Der designierte SPD-Spitzenkandidat Ulf Kämpfer gibt sich rund anderthalb Jahre vor Schleswig-Holsteins Landtagswahl angriffslustig. "Wir können die Dominanz der CDU knacken", sagte der scheidende Kieler Oberbürgermeister auf einer Konferenz der SPD-Führungsebene. Die SPD müsse dafür aber erst verloren gegangenes Vertrauen zurückgewinnen.
"Ich will ein Kämpfer für alle sein", sagte der Sozialdemokrat. Die Partei müsse für ein starkes Ergebnis bei der Landtagswahl hart ringen. "Wir können auf Augenhöhe mit der CDU kommen." Dann würden sich Machtoptionen ergeben.

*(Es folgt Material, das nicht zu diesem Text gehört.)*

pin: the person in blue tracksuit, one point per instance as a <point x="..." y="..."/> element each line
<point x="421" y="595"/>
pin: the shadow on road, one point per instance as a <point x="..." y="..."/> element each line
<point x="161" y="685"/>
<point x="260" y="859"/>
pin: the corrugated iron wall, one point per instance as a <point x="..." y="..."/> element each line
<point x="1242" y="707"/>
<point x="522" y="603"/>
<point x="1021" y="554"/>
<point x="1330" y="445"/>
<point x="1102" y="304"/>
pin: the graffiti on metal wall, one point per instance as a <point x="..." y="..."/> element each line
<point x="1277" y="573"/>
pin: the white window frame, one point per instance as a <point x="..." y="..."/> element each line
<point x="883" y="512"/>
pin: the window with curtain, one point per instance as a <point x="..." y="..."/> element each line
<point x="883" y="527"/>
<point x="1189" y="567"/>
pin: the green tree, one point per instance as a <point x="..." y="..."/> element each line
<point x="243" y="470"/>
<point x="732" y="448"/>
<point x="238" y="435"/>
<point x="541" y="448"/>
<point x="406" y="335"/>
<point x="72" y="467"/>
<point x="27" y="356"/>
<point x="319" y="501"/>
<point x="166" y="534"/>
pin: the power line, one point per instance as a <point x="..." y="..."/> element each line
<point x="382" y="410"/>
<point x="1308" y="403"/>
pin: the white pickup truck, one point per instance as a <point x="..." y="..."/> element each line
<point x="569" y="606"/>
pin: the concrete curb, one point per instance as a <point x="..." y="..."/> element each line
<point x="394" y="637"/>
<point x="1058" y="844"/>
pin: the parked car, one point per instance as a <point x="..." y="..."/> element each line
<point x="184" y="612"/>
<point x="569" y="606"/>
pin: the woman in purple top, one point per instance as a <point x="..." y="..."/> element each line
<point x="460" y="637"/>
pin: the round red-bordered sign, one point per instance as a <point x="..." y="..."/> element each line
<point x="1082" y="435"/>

Er wolle nicht Juniorpartner von Ministerpräsident Daniel Günther (CDU) werden, sondern eine progressive Mehrheit für Schleswig-Holstein erreichen.
Bezahlbares Leben
Als politische Schwerpunkte nannte Kämpfer ein bezahlbares Leben und mehr Gerechtigkeit. "Weil so vieles im Argen liegt." Seine Partei stehe für eine Mischung aus Utopismus und pragmatischen Reformen. "Wir dürfen uns unsere Gesellschaft nicht aus den Händen gleiten lassen, weil wir mutlos oder verzagt sind." Es geht um richtig viel, es stünden keine Freundschaftsspiele an. "Wir wollen gewinnen und wir wollen an die Macht."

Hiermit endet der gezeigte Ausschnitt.